“In order to remember, you first need to forget.” That’s the slogan for Adina Istrate’s short film Terminally Happy, which within its modest running time raises some fascinating questions of loss, remembrance and science. Within minutes you are ushered into the private, intimate (and near-futuristic) setting of a family home, and it is implied that something is up between the mother Evie (Emma Campbell-Jones) and the father Louis (Alastair Mackenzie). Their conflict centres around that most mundane of parental concerns; making sure that their son Oscar (William Stagg) eats his breakfast and goes to school.
Such a seemingly insignificant concern feels like it stands in place for something much larger, and as becomes clear by the end this is not the minor parent-child tiff that it seems like on the surface.
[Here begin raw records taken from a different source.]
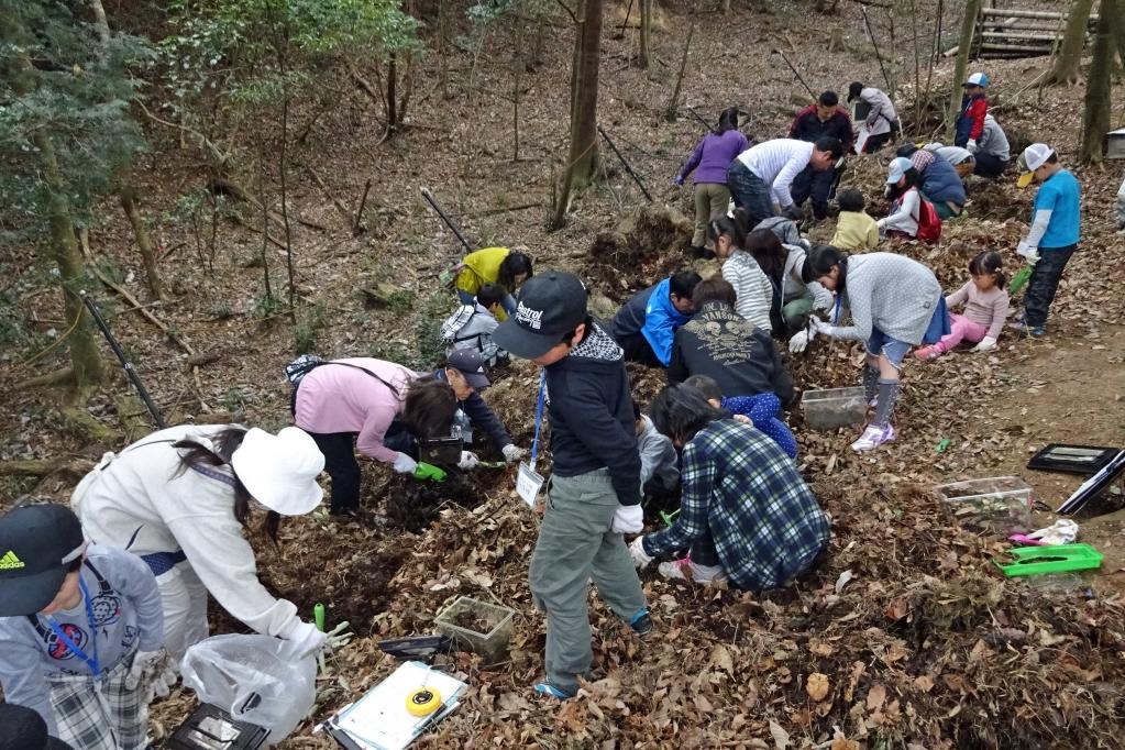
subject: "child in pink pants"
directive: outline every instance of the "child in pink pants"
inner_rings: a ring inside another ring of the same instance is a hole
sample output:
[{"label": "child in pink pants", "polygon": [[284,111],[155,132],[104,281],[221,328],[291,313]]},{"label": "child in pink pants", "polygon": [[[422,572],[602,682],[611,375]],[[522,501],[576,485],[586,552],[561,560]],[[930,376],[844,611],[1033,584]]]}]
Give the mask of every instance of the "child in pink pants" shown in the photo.
[{"label": "child in pink pants", "polygon": [[933,360],[945,354],[962,341],[975,343],[974,352],[988,352],[996,349],[996,340],[1008,316],[1008,278],[1004,273],[1004,260],[1000,253],[984,251],[969,261],[968,281],[957,291],[945,298],[945,304],[952,310],[955,305],[965,304],[962,315],[950,315],[948,335],[933,346],[915,350],[919,360]]}]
The opening shot, of a pill violently fizzing and dissolving in a cup of water, alludes to where the film is going but you are still taken back by the context of this ordinary family situation.
It looks ordinary anyway but feels anything from it. The score puts you on edge – not because there is the chance of some jump scare or a mysterious death, but because it helps to tighten the knots in your stomach as the creeping feeling of unease takes over. The whole movie is a transfixing and unsettling experience.
The lead performances from Campbell-Jones and Mackenzie are solid, but it is Istrate’s vision and control that completes Terminally Happy. The creation of an atmosphere that has such feelings of nervousness and almost dreads is the result of her screenplay and how the whole film feels like some kind of controlled experiment. Far from being a problem, it is a style that compliments the issues and the themes of the film, which transcends its modest running time to feel a lot longer and more important than thirteen measly minutes would suggest.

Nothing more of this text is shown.